Es precisamente por eso que a continuación, estaremos hablando sobre todo aquello que deberías conocer acerca de este material, de manera que, tengas la posibilidad de valorar si es conveniente que apuestes por alguna bicicleta fabricada con fibra de carbono.

¿En qué consiste la fibra de carbono y de qué forma es fabricada?

La fibra de carbono se caracteriza por tratarse de un material compuesto e inorgánico, perteneciente al género polimérico; razón por la cual, del mismo modo que ocurre con el plástico, tiene que pasar a través de un procesamiento específico a fin de poder obtener el producto final.

Cabe mencionar en este sentido, que el elemento constituyente de esa fase o matriz consiste en el poliacrilonitrilo (PAN), el mismo que se mezcla con diversos compuestos incluyendo el vinil acetato y el metacrilato, etc.
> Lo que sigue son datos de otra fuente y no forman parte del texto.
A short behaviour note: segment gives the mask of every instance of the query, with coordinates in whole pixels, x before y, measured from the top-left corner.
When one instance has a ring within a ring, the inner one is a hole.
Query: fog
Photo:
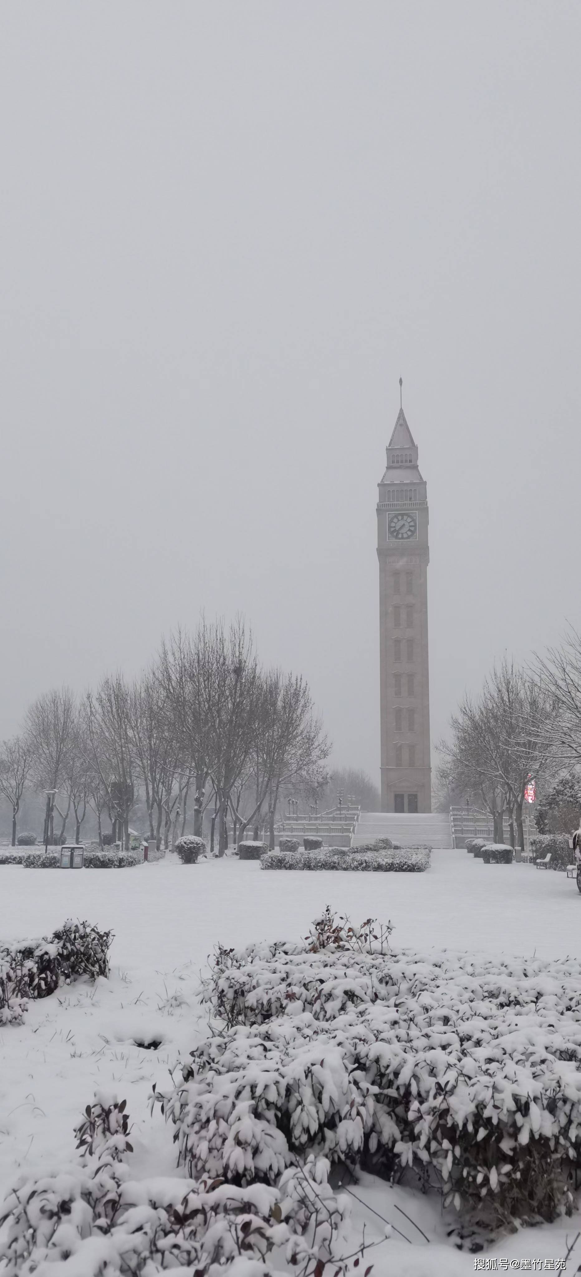
[[[0,736],[244,612],[378,782],[400,375],[433,738],[581,623],[580,37],[566,0],[3,6]]]

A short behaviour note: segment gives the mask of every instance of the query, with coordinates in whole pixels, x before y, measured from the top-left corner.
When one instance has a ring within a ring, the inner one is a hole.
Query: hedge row
[[[75,1160],[20,1175],[0,1205],[5,1277],[351,1272],[350,1199],[335,1195],[324,1158],[289,1167],[272,1188],[209,1175],[133,1180],[129,1133],[125,1101],[96,1096],[75,1130]]]
[[[487,843],[488,843],[488,838],[467,838],[466,839],[466,850],[471,856],[480,856],[481,850],[483,850],[483,847],[487,847]]]
[[[24,852],[13,859],[0,858],[1,865],[23,865],[26,870],[59,870],[60,852]],[[140,865],[139,852],[86,852],[83,866],[86,870],[124,870]]]
[[[22,1023],[31,997],[49,997],[80,976],[107,976],[111,941],[112,931],[69,921],[41,940],[0,945],[0,1024]]]
[[[239,843],[238,844],[238,857],[240,861],[259,861],[260,856],[268,850],[268,843]]]
[[[426,848],[402,847],[398,850],[360,852],[359,848],[323,847],[318,852],[268,852],[260,857],[262,870],[343,870],[379,873],[423,873],[429,868]]]
[[[207,1000],[222,1032],[157,1094],[186,1174],[275,1183],[321,1151],[484,1227],[572,1208],[578,959],[253,944],[218,951]]]
[[[512,865],[515,852],[506,843],[485,843],[481,849],[484,865]]]

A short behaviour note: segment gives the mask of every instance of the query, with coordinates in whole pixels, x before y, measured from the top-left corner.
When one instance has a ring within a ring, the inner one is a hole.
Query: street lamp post
[[[46,856],[46,853],[49,850],[49,825],[50,825],[51,798],[54,798],[55,794],[59,793],[59,790],[57,789],[45,789],[45,793],[46,793],[46,812],[45,812],[45,856]]]

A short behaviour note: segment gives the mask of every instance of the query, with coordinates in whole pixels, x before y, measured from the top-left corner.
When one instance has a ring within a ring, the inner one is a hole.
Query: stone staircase
[[[352,838],[352,847],[372,843],[374,838],[391,838],[400,847],[452,847],[449,816],[442,812],[363,811]]]

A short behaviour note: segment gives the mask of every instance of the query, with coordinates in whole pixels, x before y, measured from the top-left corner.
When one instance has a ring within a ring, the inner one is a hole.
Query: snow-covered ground
[[[268,873],[252,861],[181,866],[174,857],[125,871],[6,866],[0,875],[3,940],[47,935],[68,917],[115,932],[110,979],[79,983],[32,1002],[23,1027],[0,1029],[0,1197],[20,1167],[32,1171],[70,1158],[73,1126],[94,1089],[103,1087],[126,1098],[134,1174],[175,1174],[172,1128],[158,1111],[149,1116],[147,1097],[177,1051],[186,1054],[206,1033],[197,987],[218,940],[239,946],[304,936],[328,903],[355,922],[391,918],[396,948],[434,945],[547,958],[581,951],[581,895],[564,873],[525,865],[487,866],[464,850],[437,850],[432,868],[412,875]],[[151,1041],[161,1041],[161,1047],[137,1045]],[[396,1235],[370,1254],[375,1277],[455,1277],[475,1271],[472,1255],[446,1245],[437,1203],[370,1177],[355,1191],[366,1203],[352,1204],[369,1240],[382,1234],[383,1225],[368,1207],[409,1237]],[[430,1246],[396,1205],[420,1225]],[[581,1218],[564,1225],[524,1230],[487,1257],[555,1260],[566,1253],[566,1236],[571,1241],[581,1228]],[[566,1272],[575,1273],[580,1260],[581,1240]],[[516,1264],[512,1271],[518,1271]]]

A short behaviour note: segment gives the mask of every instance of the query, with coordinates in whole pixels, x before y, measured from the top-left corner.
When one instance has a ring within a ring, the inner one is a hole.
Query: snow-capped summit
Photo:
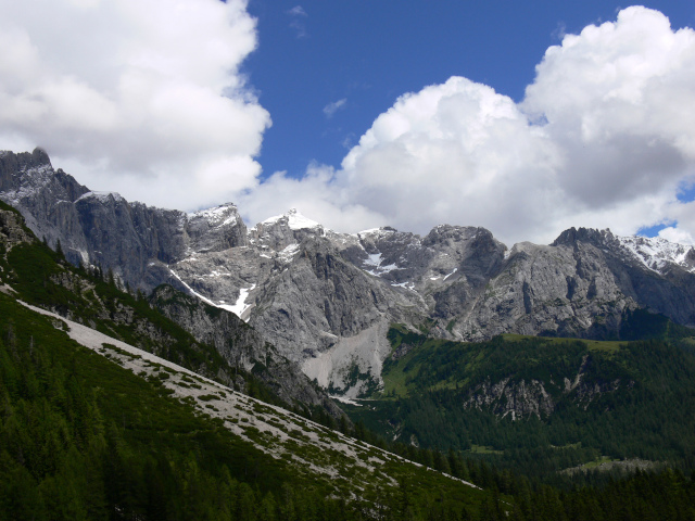
[[[323,226],[315,220],[312,220],[307,217],[304,217],[296,208],[291,208],[289,212],[282,215],[276,215],[275,217],[269,217],[264,221],[260,223],[261,225],[274,225],[276,223],[285,221],[290,230],[303,230],[303,229],[312,229],[312,228],[323,228]]]
[[[687,244],[670,242],[660,237],[618,237],[620,245],[647,268],[661,272],[669,264],[695,272],[695,250]]]
[[[96,190],[89,191],[89,192],[80,195],[77,199],[77,201],[83,200],[83,199],[89,199],[89,198],[97,199],[101,203],[109,202],[110,199],[113,199],[115,202],[125,201],[123,199],[123,196],[118,192],[98,192]],[[75,201],[75,202],[77,202],[77,201]]]

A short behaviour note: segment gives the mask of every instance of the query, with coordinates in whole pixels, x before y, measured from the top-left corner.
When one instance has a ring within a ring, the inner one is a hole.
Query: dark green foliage
[[[396,432],[405,445],[451,447],[554,483],[569,480],[558,470],[602,456],[692,466],[695,356],[675,345],[540,338],[456,343],[401,328],[389,339],[393,353],[406,354],[386,363],[384,392],[367,406],[346,407],[354,421],[384,437]],[[580,370],[579,384],[568,390]],[[469,403],[481,384],[507,379],[509,386],[542,383],[552,412],[513,421],[501,417],[504,396],[489,406]]]
[[[341,498],[49,320],[0,294],[0,519],[402,519],[392,492]],[[404,478],[412,519],[468,511],[428,474]]]

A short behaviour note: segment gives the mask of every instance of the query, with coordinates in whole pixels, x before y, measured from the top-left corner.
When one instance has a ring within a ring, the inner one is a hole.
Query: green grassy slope
[[[389,339],[383,392],[346,407],[384,437],[482,454],[527,475],[602,456],[695,465],[695,356],[677,345],[518,335],[456,343],[400,327]]]

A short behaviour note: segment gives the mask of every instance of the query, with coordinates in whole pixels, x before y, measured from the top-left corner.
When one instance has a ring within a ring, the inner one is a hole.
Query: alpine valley
[[[0,517],[695,517],[691,246],[0,200]]]

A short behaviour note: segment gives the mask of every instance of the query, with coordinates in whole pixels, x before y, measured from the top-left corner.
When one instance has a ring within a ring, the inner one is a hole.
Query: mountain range
[[[454,341],[619,340],[645,309],[695,327],[695,250],[659,238],[571,228],[549,245],[507,247],[479,227],[341,233],[295,209],[247,227],[231,203],[184,213],[90,191],[40,149],[0,152],[0,200],[70,262],[230,310],[346,397],[383,385],[392,323]],[[213,334],[197,323],[184,327]]]

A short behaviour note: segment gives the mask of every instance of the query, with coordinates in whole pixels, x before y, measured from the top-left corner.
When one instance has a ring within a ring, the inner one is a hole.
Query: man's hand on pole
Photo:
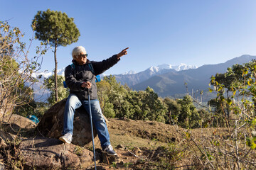
[[[92,83],[89,82],[89,81],[87,81],[87,82],[83,82],[82,84],[82,86],[81,86],[82,88],[86,88],[86,89],[90,89],[91,88],[92,86]]]

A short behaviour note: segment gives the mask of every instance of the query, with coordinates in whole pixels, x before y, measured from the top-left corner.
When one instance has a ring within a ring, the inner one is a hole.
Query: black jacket
[[[65,69],[65,79],[70,89],[70,93],[77,95],[80,100],[88,100],[87,89],[81,87],[81,86],[83,82],[90,81],[92,83],[92,87],[89,89],[90,98],[92,100],[97,99],[95,76],[87,63],[92,63],[95,74],[98,75],[110,69],[119,60],[116,55],[102,62],[90,62],[87,60],[87,63],[83,65],[78,64],[76,61],[73,60],[72,62],[75,68],[73,69],[71,65],[68,65]]]

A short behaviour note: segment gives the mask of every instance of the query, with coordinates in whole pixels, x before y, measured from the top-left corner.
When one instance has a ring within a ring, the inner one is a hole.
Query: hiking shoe
[[[113,149],[113,147],[111,145],[108,145],[103,150],[102,150],[103,153],[106,153],[107,154],[107,155],[117,155],[117,153],[114,152],[114,150]]]
[[[65,143],[70,144],[72,141],[72,135],[70,133],[66,133],[63,136],[60,137],[59,140]]]

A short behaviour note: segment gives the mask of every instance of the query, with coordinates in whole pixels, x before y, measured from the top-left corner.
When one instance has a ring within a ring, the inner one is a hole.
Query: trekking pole
[[[92,137],[93,157],[94,157],[94,159],[95,159],[95,170],[97,170],[96,158],[95,158],[95,144],[94,144],[93,128],[92,128],[92,109],[91,109],[91,106],[90,106],[89,89],[87,89],[87,92],[88,92],[88,101],[89,101],[89,110],[90,110],[90,124],[91,124]]]

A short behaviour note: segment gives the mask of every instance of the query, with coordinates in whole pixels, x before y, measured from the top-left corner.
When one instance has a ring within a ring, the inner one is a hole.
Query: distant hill
[[[248,62],[252,59],[256,59],[256,56],[242,55],[225,63],[206,64],[200,67],[185,64],[177,66],[164,64],[151,67],[139,73],[130,71],[114,75],[114,76],[117,82],[120,82],[123,85],[127,84],[134,90],[145,90],[147,86],[149,86],[161,97],[180,98],[187,93],[187,90],[190,94],[192,91],[196,95],[197,94],[197,96],[198,96],[198,93],[203,90],[204,96],[206,96],[212,75],[215,75],[216,73],[224,73],[228,67],[235,64],[241,64]],[[64,70],[65,68],[58,69],[58,74],[64,76]],[[45,101],[49,96],[49,91],[41,89],[40,87],[43,85],[43,79],[53,74],[52,72],[43,72],[33,75],[35,77],[41,76],[39,82],[33,86],[36,101]],[[185,82],[187,84],[187,88],[184,85]],[[204,97],[207,98],[207,96]]]
[[[114,75],[117,81],[120,82],[121,84],[124,85],[127,84],[129,86],[134,86],[135,84],[139,84],[144,81],[149,79],[149,78],[156,76],[168,72],[175,73],[181,70],[186,70],[189,69],[196,69],[198,68],[197,66],[186,65],[181,63],[177,66],[172,66],[171,64],[164,64],[159,66],[151,67],[146,69],[145,71],[136,73],[136,74],[122,74]]]
[[[242,64],[255,59],[256,56],[242,55],[232,59],[225,63],[218,64],[206,64],[197,69],[169,72],[159,75],[155,75],[149,79],[134,84],[131,87],[134,90],[145,90],[147,86],[154,89],[160,96],[174,96],[177,94],[184,94],[192,91],[195,93],[203,90],[208,91],[208,84],[212,75],[216,73],[225,73],[228,67],[235,64]],[[187,89],[185,86],[187,84]],[[193,89],[193,90],[192,90]]]

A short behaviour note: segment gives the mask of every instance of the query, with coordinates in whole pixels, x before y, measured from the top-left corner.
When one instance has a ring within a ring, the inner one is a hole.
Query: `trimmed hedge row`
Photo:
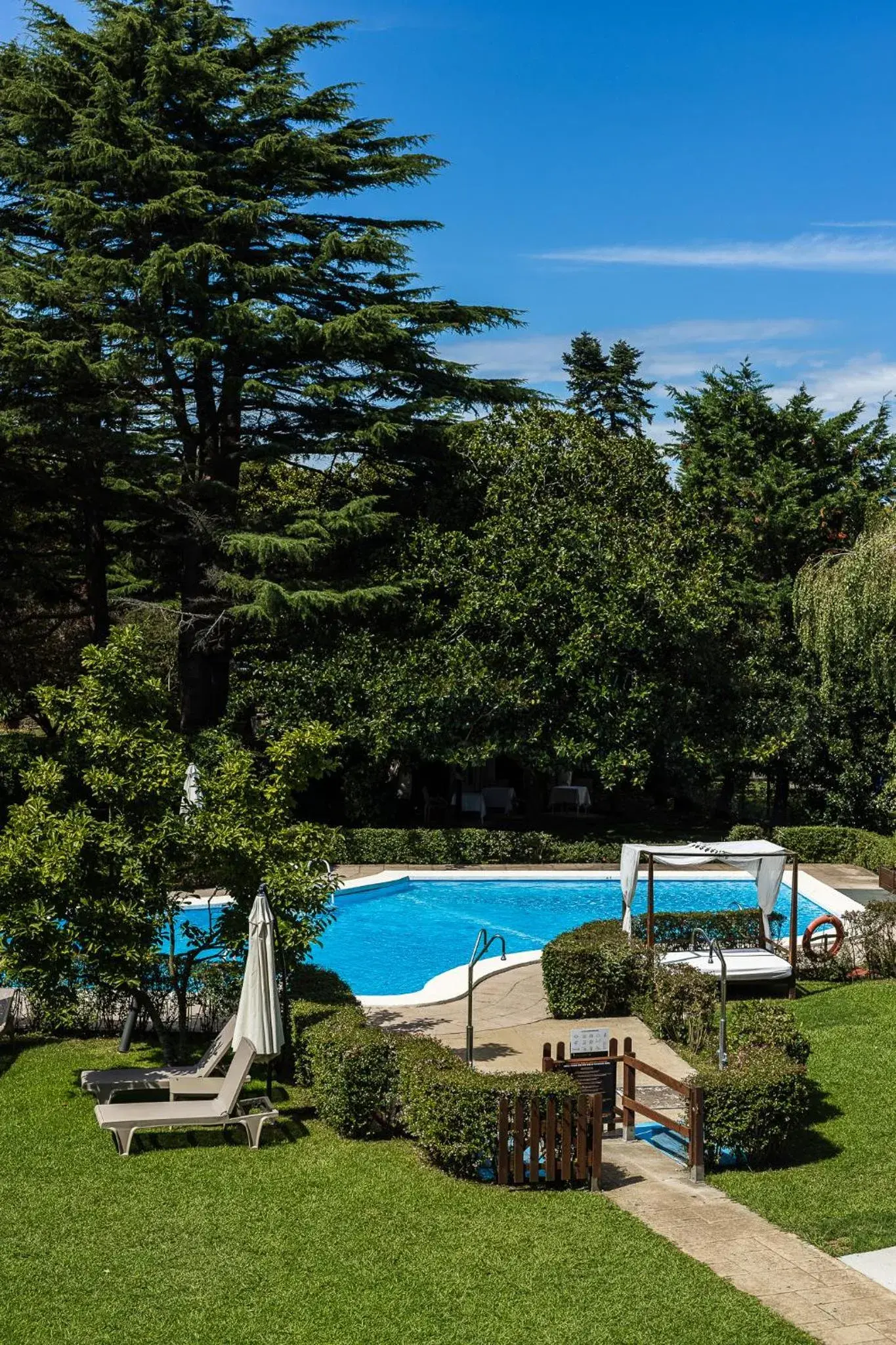
[[[343,863],[619,863],[619,842],[563,841],[548,831],[481,827],[357,827],[341,833]]]
[[[617,920],[591,920],[541,952],[541,981],[555,1018],[626,1014],[650,982],[652,958]]]
[[[296,1056],[296,1083],[308,1087],[312,1081],[308,1034],[316,1024],[324,1022],[334,1013],[348,1011],[355,1022],[364,1024],[364,1010],[357,999],[336,975],[324,967],[306,962],[298,968],[290,986],[290,1015],[293,1024],[293,1052]]]
[[[778,827],[774,837],[803,863],[857,863],[872,870],[896,863],[896,837],[860,827]]]
[[[704,1068],[704,1141],[712,1163],[723,1149],[740,1162],[774,1162],[793,1149],[813,1110],[806,1067],[776,1046],[735,1056],[727,1069]]]

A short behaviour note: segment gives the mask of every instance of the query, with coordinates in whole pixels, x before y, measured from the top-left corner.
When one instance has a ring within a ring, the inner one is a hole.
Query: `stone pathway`
[[[548,1017],[539,963],[513,967],[476,990],[476,1064],[478,1069],[539,1069],[541,1044],[570,1040],[571,1028],[609,1028],[635,1053],[674,1079],[690,1067],[666,1042],[657,1041],[639,1018],[564,1021]],[[420,1009],[371,1009],[368,1017],[387,1028],[438,1037],[463,1053],[466,999]],[[677,1099],[654,1093],[645,1077],[638,1093],[658,1110],[677,1110]],[[739,1205],[715,1186],[695,1185],[666,1154],[619,1132],[603,1146],[603,1192],[621,1209],[703,1262],[736,1289],[823,1345],[896,1345],[896,1294],[857,1270],[785,1233]]]
[[[785,1233],[639,1141],[606,1139],[603,1192],[621,1209],[823,1345],[896,1341],[896,1294]]]

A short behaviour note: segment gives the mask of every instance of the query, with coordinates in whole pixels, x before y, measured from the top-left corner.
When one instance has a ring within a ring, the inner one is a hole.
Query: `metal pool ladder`
[[[470,960],[466,964],[466,1063],[470,1068],[473,1067],[473,968],[486,955],[496,940],[501,944],[501,962],[506,962],[504,935],[489,935],[488,929],[480,929],[473,944]]]

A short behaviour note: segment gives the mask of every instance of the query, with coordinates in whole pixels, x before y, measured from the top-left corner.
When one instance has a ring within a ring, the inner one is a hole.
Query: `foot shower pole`
[[[506,946],[502,933],[489,936],[488,929],[480,929],[473,944],[470,960],[466,964],[466,1063],[473,1068],[473,968],[480,962],[494,942],[501,944],[501,962],[506,962]]]

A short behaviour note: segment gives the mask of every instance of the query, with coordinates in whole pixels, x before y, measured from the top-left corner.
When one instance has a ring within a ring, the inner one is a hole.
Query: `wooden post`
[[[603,1162],[603,1095],[591,1098],[591,1190],[600,1190]]]
[[[647,948],[653,948],[653,855],[647,855]]]
[[[626,1037],[622,1049],[625,1050],[625,1063],[622,1065],[622,1138],[634,1139],[634,1111],[625,1103],[626,1098],[634,1102],[635,1098],[635,1064],[634,1064],[634,1050],[631,1049],[631,1037]],[[629,1064],[631,1061],[631,1064]]]
[[[529,1110],[529,1186],[537,1186],[541,1169],[541,1104],[532,1099]]]
[[[690,1181],[703,1181],[705,1174],[703,1157],[703,1088],[692,1088],[688,1106],[688,1176]]]
[[[799,888],[799,859],[794,855],[790,870],[790,998],[797,998],[797,901]]]
[[[508,1167],[508,1100],[498,1098],[498,1185],[506,1186],[510,1180]]]

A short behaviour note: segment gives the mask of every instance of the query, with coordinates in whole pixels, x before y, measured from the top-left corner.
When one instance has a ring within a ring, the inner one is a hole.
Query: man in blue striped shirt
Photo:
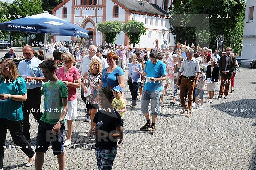
[[[42,61],[35,57],[33,48],[25,46],[22,49],[25,59],[19,63],[18,72],[25,78],[27,97],[22,109],[24,116],[23,134],[27,140],[30,139],[29,133],[29,114],[30,112],[35,118],[39,121],[42,113],[40,110],[42,96],[41,87],[46,81],[41,69],[38,67]]]

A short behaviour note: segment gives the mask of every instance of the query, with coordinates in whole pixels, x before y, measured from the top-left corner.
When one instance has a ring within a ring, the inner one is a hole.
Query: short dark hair
[[[101,53],[102,53],[103,52],[103,49],[101,47],[99,47],[97,49],[97,52],[99,52]]]
[[[55,70],[57,71],[57,67],[56,63],[54,60],[50,59],[45,60],[41,64],[39,64],[39,67],[42,68],[48,68],[51,72],[53,72],[53,71]]]
[[[153,59],[158,59],[158,54],[157,52],[153,52],[150,53],[150,58]]]
[[[105,96],[110,103],[114,99],[113,92],[111,89],[107,86],[103,87],[99,89],[98,95],[99,96]]]

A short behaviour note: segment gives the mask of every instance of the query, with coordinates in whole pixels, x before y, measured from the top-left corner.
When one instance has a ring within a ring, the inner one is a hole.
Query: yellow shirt
[[[112,101],[112,103],[111,103],[112,106],[114,108],[117,110],[121,110],[123,108],[126,107],[126,106],[125,106],[125,102],[124,102],[124,100],[121,97],[120,97],[119,99],[117,99],[116,98],[114,98],[113,99],[113,101]],[[118,113],[120,114],[120,116],[121,116],[121,119],[124,118],[124,113],[120,113],[119,112]]]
Ahora bien, al momento de crear los hilos de carbón que caracterizan a la fibra de carbono, es utilizada la técnica del “hilado húmedo”; la cual permite estirar el PAN hasta que quede paralelo al eje de la fibra y después se oxida al agregar oxígeno, consiguiendo así una estructura hexagonal.

Así, a través de este proceso la FDC logra obtener su distintivo color negro.

Por lo general, los filamentos de carbón tienen entre 5-12 micras de diámetro, por  lo que resultan más delgados en comparación con el cabello humano.

Con el propósito de proporcionar propiedades únicas a la FDC, es preciso combinarla junto a un polímero termoestable, el cual normalmente consiste en una resina epoxi, vinilo o poliéster.

A causa de la estructura amorfa que posee la fibra de carbono, cuenta con una configuración irregular y además, sus láminas destacan por proporcionar un alto nivel de resistencia.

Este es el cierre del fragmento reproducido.